Fine-Tuning Model Performance – Seeking Solutions

We built a personified AI chatbot that delivers personalized Vedic astrology readings by processing users’ birth chart data via an API.

Why We Attempted Fine-Tuning

We aimed to improve:

  • Simpler, More Human Language – Making responses warm, engaging, and easy to understand.
  • Conversational Variability – Reducing repetition and ensuring a more dynamic, natural flow.
  • Concise Output – Keeping responses brief and impactful.

Our Approach

  • Collected real user chat data.
  • Manually refined responses to match our desired tone and style.
  • Fine-tuned the model using this improved dataset.

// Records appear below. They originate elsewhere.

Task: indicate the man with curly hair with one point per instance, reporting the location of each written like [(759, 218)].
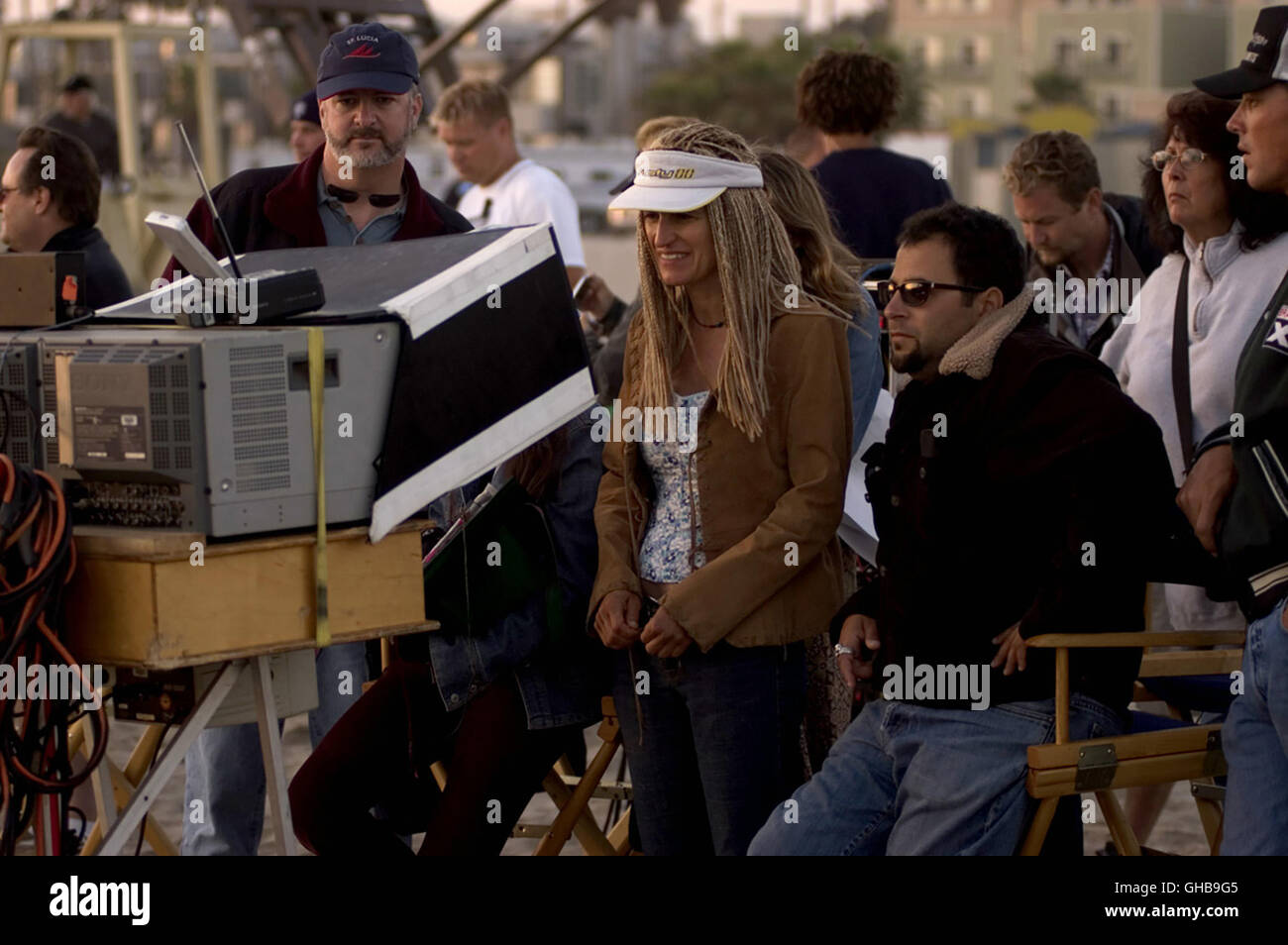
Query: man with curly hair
[(850, 98)]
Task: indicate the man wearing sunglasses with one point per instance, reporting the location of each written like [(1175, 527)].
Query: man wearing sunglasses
[(357, 188), (1018, 492), (1239, 475), (1078, 236)]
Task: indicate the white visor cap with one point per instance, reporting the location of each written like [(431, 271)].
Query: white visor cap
[(675, 181)]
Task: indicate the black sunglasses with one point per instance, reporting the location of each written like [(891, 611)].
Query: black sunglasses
[(376, 200), (914, 292)]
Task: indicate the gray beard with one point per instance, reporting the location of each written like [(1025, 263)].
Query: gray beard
[(385, 155), (364, 159)]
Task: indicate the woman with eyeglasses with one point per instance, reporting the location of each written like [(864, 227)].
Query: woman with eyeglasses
[(717, 550), (1175, 353)]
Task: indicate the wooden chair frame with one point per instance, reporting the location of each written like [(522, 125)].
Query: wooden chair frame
[(1158, 757)]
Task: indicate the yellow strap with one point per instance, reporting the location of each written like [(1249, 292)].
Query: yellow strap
[(317, 382)]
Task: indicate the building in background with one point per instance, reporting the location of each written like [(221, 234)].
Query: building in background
[(982, 55)]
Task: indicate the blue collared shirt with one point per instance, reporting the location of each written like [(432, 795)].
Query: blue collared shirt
[(561, 687), (340, 230)]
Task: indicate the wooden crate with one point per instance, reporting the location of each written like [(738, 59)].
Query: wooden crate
[(138, 600)]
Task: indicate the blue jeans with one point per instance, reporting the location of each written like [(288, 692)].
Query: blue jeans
[(224, 768), (1256, 746), (720, 743), (909, 779)]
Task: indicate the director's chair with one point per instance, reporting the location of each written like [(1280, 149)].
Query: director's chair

Unexpected Fine-Tuning Issues

  • Worsened Performance – The fine-tuned model performed worse than the original system prompt version.
  • Language & Tone Issues – Responses became unnatural, erratic, and sometimes incoherent.
  • Overall Degradation – The fine-tuned model did not deliver the expected improvements and was less effective than the system prompt approach.

Looking for Insights

  • Has anyone faced similar degradation when fine-tuning with user chat data?
  • What alternative strategies (e.g., refined prompt engineering, reinforcement learning, or hybrid approaches) could improve chatbot responses while maintaining the strengths of the system prompt model?

Did you still include your system prompt in the fine-tuning samples? Or did you try to fine-tune on pure user inputs and model outputs?